The direct correlation and indirect validation approaches provide complementary perspectives and methodologies. They cater to distinct research objectives and experimental needs, enabling tailored investigations into epigenomic regulation. The integration of these strategies enriches the capacity for uncovering complex regulatory networks, thereby advancing the understanding of epigenetic contributions to biological processes.

Case Studies in Multi-Omics Approaches for Epigenomic Research

Case 1: Translationomics and m6A Sequencing Reveal YTHDF1-Mediated Regulation of Autophagy-Related Genes in Hepatocellular Carcinoma

Title: Hypoxia-Induced Expression of m6A Reader YTHDF1 Drives Autophagy and Malignancy in Hepatocellular Carcinoma by Promoting ATG2A and ATG14 Translation

A combined analysis of m6A sequencing and proteomics identified only two autophagy-related genes, ATG2A and ATG14, as critical targets. Further investigation using polysome profiling demonstrated that YTHDF1 facilitates the transfer of ATG2A and ATG14 mRNAs to polysomes, thereby increasing their translation efficiency and elevating corresponding protein levels. While translationomics served as a validation tool in this study, m6A sequencing was the central technique, emphasizing its pivotal role in elucidating the regulatory mechanisms of autophagy under hypoxic conditions.

Case 2: Multi-Omics Integration of m6A Sequencing, Translationomics, and RIP-seq Reveals Mechanisms of Meiotic Progression During Spermatogenesis

Title: The m6A Reader PRRC2A is Essential for Meiotic Completion During Spermatogenesis

A comprehensive analysis integrating transcriptomics and translationomics identified four functional modules of upregulated and downregulated genes in spermatogonia. Subsequently, a combination of RIP-seq and m6A sequencing revealed 3,366 shared peaks, which were further intersected with transcriptomic and translationomic data. Key upregulated genes, including Plzf, Sall4, and Foxo1, critical for spermatogonial stem cell maintenance, were identified alongside downregulated genes such as Sox3, essential for spermatocyte differentiation. This integrative approach demonstrated the mechanistic links between m6A modifications and the regulation of meiosis.

Case 3: lncRNA Sequencing, Translationomics, and Proteomics Reveal Immunogenic Peptides Encoded by lncRNAs Driving Anti-Tumor Responses

Title: Long Non-Coding RNA-Derived Peptides are Immunogenic and Drive Potent Anti-Tumor Responses

Treatment of murine colorectal cancer cells with therapeutic agents resulted in suppressed tumor growth and a widespread downregulation of lncRNAs. Mass spectrometry and polysome profiling analyses demonstrated that certain lncRNAs encode immunogenic peptides that bind MHC class I molecules, activating anti-tumor immune responses. The encoded peptides significantly inhibited tumor growth and exhibited potent immunogenicity, capable of stimulating the host immune system. Additionally, a viral vector-based lncRNA vaccine strategy was shown to delay tumor progression, highlighting the therapeutic potential of lncRNA-derived peptides in cancer immunotherapy.

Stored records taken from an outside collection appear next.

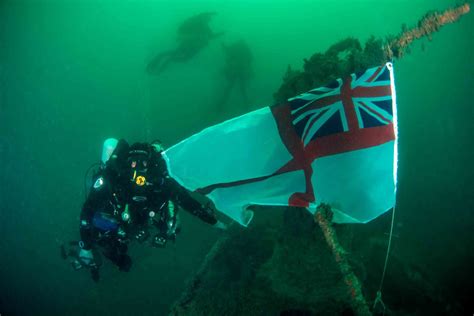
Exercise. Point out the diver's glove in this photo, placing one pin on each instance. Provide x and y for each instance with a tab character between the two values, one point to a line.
220	225
86	257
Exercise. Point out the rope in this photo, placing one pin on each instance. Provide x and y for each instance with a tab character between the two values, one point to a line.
378	298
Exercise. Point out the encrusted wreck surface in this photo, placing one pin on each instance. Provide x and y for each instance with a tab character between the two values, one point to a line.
281	264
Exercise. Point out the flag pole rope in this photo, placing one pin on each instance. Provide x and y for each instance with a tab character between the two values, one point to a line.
378	298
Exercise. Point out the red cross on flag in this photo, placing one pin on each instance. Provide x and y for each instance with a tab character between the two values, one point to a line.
336	145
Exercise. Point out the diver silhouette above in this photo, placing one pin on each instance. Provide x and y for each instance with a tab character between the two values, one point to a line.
193	35
237	71
132	195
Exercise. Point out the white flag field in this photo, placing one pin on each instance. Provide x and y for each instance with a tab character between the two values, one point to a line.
336	145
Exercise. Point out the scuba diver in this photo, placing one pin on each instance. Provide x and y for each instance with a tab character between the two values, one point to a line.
193	35
237	71
132	195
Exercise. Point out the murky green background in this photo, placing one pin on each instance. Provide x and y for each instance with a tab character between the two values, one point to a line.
73	73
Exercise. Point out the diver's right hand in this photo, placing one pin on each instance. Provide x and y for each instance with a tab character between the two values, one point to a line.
86	257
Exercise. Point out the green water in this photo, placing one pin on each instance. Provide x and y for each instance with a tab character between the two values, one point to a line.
73	73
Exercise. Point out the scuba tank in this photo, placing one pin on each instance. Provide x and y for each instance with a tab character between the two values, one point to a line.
108	148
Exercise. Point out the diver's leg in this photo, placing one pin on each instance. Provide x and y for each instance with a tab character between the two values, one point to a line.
116	251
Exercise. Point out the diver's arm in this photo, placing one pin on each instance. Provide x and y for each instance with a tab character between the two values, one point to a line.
96	197
184	199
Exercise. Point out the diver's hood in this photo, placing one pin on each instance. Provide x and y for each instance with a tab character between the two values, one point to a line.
138	161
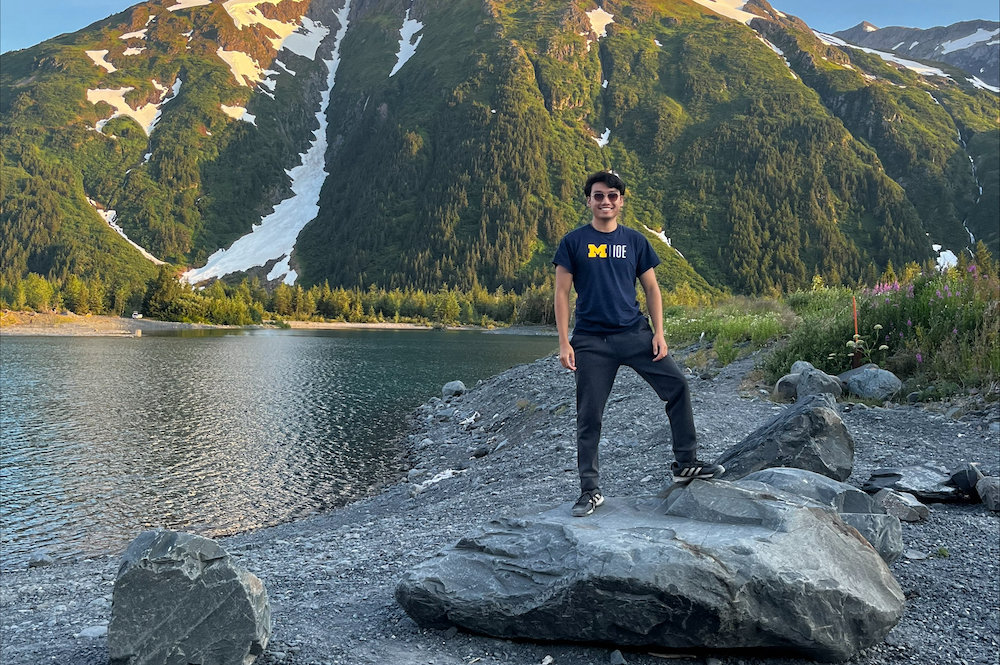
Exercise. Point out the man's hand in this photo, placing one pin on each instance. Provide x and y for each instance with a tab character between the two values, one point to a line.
659	347
567	356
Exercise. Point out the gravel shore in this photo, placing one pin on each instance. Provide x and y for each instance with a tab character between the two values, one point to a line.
507	448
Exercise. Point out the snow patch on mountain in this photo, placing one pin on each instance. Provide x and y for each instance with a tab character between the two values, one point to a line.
98	58
245	13
305	40
188	4
978	36
975	80
146	115
729	8
663	236
246	70
239	113
407	45
919	68
109	216
273	239
779	52
599	21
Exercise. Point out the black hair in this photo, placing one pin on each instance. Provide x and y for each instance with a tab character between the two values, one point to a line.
609	178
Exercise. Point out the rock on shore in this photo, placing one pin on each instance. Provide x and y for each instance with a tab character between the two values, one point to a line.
331	578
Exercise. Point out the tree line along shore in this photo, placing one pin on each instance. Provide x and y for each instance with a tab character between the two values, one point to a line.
937	329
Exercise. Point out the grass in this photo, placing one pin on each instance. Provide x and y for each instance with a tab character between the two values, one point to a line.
939	332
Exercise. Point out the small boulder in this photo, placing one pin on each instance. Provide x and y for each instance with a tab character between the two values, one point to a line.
814	381
807	435
874	383
800	366
903	505
988	490
180	600
786	389
965	478
927	482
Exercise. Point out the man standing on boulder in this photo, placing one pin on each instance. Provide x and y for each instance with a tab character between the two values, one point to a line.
603	260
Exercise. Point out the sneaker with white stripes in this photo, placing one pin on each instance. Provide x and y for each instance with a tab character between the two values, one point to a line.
684	472
587	503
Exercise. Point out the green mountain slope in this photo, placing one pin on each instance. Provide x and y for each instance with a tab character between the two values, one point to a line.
763	164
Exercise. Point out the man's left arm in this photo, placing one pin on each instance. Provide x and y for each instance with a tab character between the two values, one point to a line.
654	302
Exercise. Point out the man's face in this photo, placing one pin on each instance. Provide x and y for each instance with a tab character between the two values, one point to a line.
601	204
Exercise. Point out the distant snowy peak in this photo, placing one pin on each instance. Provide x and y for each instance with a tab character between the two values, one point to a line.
972	46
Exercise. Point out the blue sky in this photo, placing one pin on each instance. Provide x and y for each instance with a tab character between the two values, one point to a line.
25	23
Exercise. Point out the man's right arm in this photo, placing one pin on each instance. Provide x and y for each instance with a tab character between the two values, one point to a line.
564	282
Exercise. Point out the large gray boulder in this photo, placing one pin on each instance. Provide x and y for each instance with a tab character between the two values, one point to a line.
856	508
180	600
807	435
716	565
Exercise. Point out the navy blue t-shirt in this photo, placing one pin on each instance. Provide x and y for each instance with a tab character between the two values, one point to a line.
605	267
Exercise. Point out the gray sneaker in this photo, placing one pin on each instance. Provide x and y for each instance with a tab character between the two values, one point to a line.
684	472
587	503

Case 4: Combined ChIP-seq and ATAC-seq Analysis Reveals Glis1 Activation of Epigenomic Mechanisms During Cell Reprogramming

Title: Glis1 Facilitates Induction of Pluripotency via an Epigenome-Metabolome-Epigenome Signaling Cascade

This study employed a multi-omics approach, including ChIP-seq, ATAC-seq, transcriptomics, and metabolomics, to investigate the role of Glis1 in cell reprogramming. ChIP-seq analysis revealed that Glis1 regulates genes involved in glycolysis, a process associated with histone lactylation and activation of the transcriptional coactivator P300. The activation of glycolytic genes was accompanied by significant transcriptional activity. ATAC-seq analysis further identified motifs for key transcription factors, such as KLF and SOX, within chromatin regions opened by Glis1. Overexpression of Glis1 promoted chromatin accessibility at pluripotency-associated genes and suppressed somatic gene expression, highlighting its dual role in chromatin remodeling and transcriptional activation during reprogramming.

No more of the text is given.